Literature DB >> 18841240

Distinguishing compounds with anticancer activity by ANN using inductive QSAR descriptors.

Abstract

This article describes a method developed for predicting anticancer/non-anticancer drugs using artificial neural network (ANN). The ANN used in this study is a feed-forward neural network with a standard back-propagation training algorithm.
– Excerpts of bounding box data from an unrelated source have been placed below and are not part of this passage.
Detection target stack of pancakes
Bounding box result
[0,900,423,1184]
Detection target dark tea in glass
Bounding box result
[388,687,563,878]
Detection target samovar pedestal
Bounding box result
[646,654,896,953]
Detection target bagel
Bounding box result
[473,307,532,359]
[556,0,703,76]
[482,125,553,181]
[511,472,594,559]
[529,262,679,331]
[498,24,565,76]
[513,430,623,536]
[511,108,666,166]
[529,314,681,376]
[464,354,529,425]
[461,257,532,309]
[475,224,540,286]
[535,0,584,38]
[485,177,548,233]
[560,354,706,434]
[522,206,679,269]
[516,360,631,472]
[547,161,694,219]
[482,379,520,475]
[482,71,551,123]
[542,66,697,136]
Using 30 'inductive' QSAR descriptors alone, we have been able to achieve 84.28% accuracy for correct separation of compounds with- and without anticancer activity. For the complete set of 30 inductive QSAR descriptors, ANN based method reveals a superior model (accuracy = 84.28%, Q(pred) = 74.28%, sensitivity = 0.9285, specificity = 0.7857, Matthews correlation coefficient (MCC) = 0.6998). The method was trained and tested on a non redundant data set of 380 drugs (122 anticancer and 258 non-anticancer). The elaborated QSAR model based on the Artificial Neural Networks approach has been extensively validated and has confidently assigned anticancer character to a number of trial anticancer drugs from the literature.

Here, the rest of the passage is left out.